Phyllis Bramson’s paintings include elements of collage and assemblage, and inspire feelings of childlike wonder, longing, heartbreak, frustration, and delight. Inspired by 18th-century Rococo, Chinoiserie, Chinese Pleasure Garden paintings, French artists Boucher and Fragonard, and American Henry Darger, fairy tale illustrations, erotic bedtime stories, and knick-knack kitsch, many of Bramson’s paintings are reactions to romantic events–the courting, the longing, the risking, the coupling, and every unpredictable event in between. Refusing to separate matters of taste from larger questions about “good behavior,” her work nods to decorum but exposes its more colorful underside with wit, theatrics, and subtle innuendo.

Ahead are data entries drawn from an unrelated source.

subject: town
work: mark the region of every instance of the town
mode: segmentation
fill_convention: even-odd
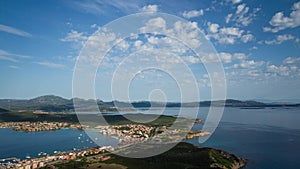
[[[59,130],[61,128],[82,129],[78,123],[66,122],[2,122],[0,128],[12,128],[15,131],[37,132],[47,130]]]
[[[36,169],[45,166],[53,166],[56,163],[67,162],[69,160],[83,160],[84,157],[93,156],[89,160],[105,161],[110,159],[107,152],[113,151],[111,146],[103,146],[99,148],[89,148],[75,152],[61,152],[53,155],[47,155],[40,158],[20,160],[16,158],[2,159],[0,160],[0,169],[13,168],[13,169]],[[6,162],[8,161],[8,162]],[[2,162],[2,163],[1,163]],[[54,167],[54,166],[53,166]],[[55,168],[55,167],[54,167]]]

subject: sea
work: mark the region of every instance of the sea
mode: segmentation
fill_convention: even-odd
[[[162,113],[189,116],[191,108],[166,108]],[[146,113],[160,114],[152,110]],[[205,121],[208,107],[201,107],[197,115]],[[123,112],[126,114],[128,112]],[[134,113],[134,112],[131,112]],[[142,111],[143,113],[143,111]],[[111,113],[114,115],[114,113]],[[202,129],[203,123],[193,129]],[[89,132],[97,131],[90,130]],[[97,135],[95,144],[82,130],[62,129],[42,132],[17,132],[10,128],[0,129],[0,159],[8,157],[38,157],[41,153],[79,150],[95,146],[115,146],[118,140]],[[248,160],[245,169],[283,169],[300,166],[300,108],[232,108],[224,109],[216,130],[208,140],[200,143],[197,138],[188,140],[194,145],[225,150]],[[200,162],[200,161],[199,161]]]

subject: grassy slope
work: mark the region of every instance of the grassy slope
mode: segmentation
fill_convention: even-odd
[[[234,162],[240,159],[234,155],[221,150],[211,148],[199,148],[189,143],[179,143],[171,150],[149,158],[125,158],[111,155],[112,158],[104,163],[121,164],[128,169],[208,169],[208,168],[232,168]],[[103,163],[103,162],[102,162]],[[212,167],[214,164],[215,167]],[[86,161],[70,161],[64,164],[57,164],[59,168],[88,168]]]

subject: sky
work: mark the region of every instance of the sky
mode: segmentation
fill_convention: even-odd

A recipient of Guggenheim, Rockefeller, Louis Comfort Tiffany, and multiple NEA fellowships, Bramson has an extensive exhibition history. Beginning with The New Museum in 1979, she has shown at the Smithsonian Institution, The Chicago Cultural Center, Smart Museum, Madison Museum of Contemporary Art, WI, Littlejohn Contemporary in New York, and Phyllis Kind, Carl Hammer, Zolla/Lieberman, and Engage Projects galleries in Chicago. A longtime Professor of Studio Art at both the University of Illinois at Chicago and The School of the Art Institute of Chicago, Bramson lives and works in Chicago, keeping a studio and an apartment in the same loft building, on different floors.
Nate Young works across media, creating sculptures, works on paper, and installations that engage with issues of race and racialization. Using diverse materials (wood, glass, pencil and paper, bone, and sound, among others) his work explores the systems and objects that impact one’s beliefs. Often addressing theological themes through text and architectural elements, Young strips away any specific content, leaving behind a universal lexicon of primordial signs and symbols. These arrows, circles, grids, and negative spaces strongly suggest meaning without in fact conveying it; a profound void, at once empty and full, invites the viewer’s activation. This quiet gravitas and austerity, at odds with the work’s meticulously hand-crafted nature, prompts a post-minimalist interrogation of authority, material, and the artist’s hand.
Young has exhibited nationally at museums and galleries, including MASS MoCA, MA; The Studio Museum, Harlem; Museum of Contemporary Art, Chicago; Visual Arts Center, Richmond, VA; Front Triennial at the Cleveland Institute of Art, and moniquemeloche gallery, Chicago. His work is in the collections of MOCA, Chicago, DePaul Art Museum, Fabric Workshop and Museum, Philadelphia, Milwaukee Art Museum, the Walker Art Center, and the Smithsonian Museum of African American History and Culture, Washington, D.C. A co-founder of the experimental gallery The Bindery Projects (Minneapolis, 2011-2016), Young is currently Assistant Professor of Art at University of Illinois at Chicago, and lives and works in Chicago.